In a very useful study titled "Bad Investment," Alexander H. Joffe and Gerald M Steinberg have pointed out the Soros funding of many of the organizations connected with Israel and Palestine.  None of them are concerned with promoting democracy or economic development in Palestinian society, nor are any concerned with the numerous problems in Arab societies.  All are concerned with criticism of Israel or engaged in anti-Israeli campaigns.

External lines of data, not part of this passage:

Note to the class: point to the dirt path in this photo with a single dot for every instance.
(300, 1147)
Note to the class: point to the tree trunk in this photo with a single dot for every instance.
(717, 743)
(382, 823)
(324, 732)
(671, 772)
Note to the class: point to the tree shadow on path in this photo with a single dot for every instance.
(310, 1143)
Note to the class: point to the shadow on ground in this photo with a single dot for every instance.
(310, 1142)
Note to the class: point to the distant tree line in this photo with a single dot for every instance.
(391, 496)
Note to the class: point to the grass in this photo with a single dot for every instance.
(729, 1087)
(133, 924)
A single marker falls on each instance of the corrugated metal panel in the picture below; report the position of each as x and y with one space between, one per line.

Using virtually the same language, some of these organizations – such as the Palestinian Center for Human Rights in Gaza, Al Haq (defending human rights in Palestine), and the Al Mezan Center for Human Rights – and Israel groups such as Breaking the Silence (a veterans protest movement), Yesh Din (defining the rights of the Palestinian population under Israel occupation),  B’Tselem (documenting Israeli human rights violations in the West Bank and the Gaza Strip), Gisha (protecting the freedom of movement of Palestinian), and Adalah (defending the rights of Arab citizens of Israel) misuse concepts of international law and human rights in order to criticize or to isolate Israel politically, academically, and economically.  Or, like Molad: the Center for the Renewal of Democracy, they may send negative messages by arguing that solutions to Israel’s “social, economic, and diplomatic ills” can be found by establishing a more democratic political system, or by issuing personal attacks on Prime Minister Netanyahu.

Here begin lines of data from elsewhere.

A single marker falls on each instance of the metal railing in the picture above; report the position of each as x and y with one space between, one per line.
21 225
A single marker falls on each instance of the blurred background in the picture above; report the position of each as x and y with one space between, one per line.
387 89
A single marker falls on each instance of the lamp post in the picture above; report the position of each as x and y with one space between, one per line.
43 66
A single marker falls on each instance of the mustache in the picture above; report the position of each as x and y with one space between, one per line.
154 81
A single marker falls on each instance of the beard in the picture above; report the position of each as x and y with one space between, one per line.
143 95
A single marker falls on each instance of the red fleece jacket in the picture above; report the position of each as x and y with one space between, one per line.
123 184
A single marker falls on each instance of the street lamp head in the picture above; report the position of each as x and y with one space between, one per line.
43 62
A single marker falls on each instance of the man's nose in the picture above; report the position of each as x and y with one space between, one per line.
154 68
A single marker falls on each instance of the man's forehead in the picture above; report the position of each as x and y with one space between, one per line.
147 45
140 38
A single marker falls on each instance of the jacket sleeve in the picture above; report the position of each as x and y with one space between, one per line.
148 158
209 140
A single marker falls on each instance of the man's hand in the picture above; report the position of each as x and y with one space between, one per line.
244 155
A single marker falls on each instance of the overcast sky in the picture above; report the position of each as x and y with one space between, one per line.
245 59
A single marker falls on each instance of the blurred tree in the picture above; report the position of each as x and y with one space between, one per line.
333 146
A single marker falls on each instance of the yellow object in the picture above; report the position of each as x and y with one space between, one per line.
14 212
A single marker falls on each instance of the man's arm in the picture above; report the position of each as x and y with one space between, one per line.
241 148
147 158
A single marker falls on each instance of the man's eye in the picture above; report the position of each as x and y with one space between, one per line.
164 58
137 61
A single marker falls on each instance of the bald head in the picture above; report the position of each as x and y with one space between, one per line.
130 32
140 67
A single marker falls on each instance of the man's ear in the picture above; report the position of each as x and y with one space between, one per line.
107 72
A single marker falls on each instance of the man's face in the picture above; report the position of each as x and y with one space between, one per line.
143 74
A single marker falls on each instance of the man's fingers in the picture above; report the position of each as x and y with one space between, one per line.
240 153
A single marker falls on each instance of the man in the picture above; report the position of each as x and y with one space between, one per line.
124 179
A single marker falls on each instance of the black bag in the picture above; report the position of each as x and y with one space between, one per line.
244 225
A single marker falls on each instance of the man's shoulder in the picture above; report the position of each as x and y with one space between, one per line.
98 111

The objective of other organizations that various Soros enterprises have funded is to influence American public opinion to weaken support for Israel.  High on this list are the following: the Center for American Progress, founded by John Podesta , now a senior adviser to President Obama, to improve America “through progressive ideas and action”; Media Matters for America, whose mission is to engage in “guerilla warfare and strategy” against Fox News and Rupert Murdoch; the Institute for Middle East Understanding, the “independent, non-profit” organization working to increase “public understanding” of many aspects of Palestine, Palestinians, and Palestinian Americans; Human Rights Watch; and the National Iranian-American Council.  Though there may be legitimate differences of opinion on their inclusion in this list, two organizations, J Street and the New Israel Fund, may be included in this category.

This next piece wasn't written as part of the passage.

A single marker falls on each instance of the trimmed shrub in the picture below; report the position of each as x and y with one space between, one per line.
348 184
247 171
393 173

Now that the Palestinian boycott movement has attacked him, can one feel sorry for the billionaire George Soros, who has given part of his reputed $23 billion to anti-Israeli causes aimed at overcoming the “pro-Israel lobby” and the “pervasive influence” of AIPAC on American foreign policy?  Soros in the past has explained that he abstains from commentary on Zionism because he is “interested in the universal human condition. But I never opposed it [Zionism] actively.”  The moment has now arrived for him to live up his statement by continuing to invest in the Israeli economy and by speaking out in praise of the diversity of all kinds in Israeli democracy and condemning the bigoted, biased prejudice of the Palestinians and others to whom he has been so generous.

Michael Curtis is author of Jews, Antisemitism, and the Middle East.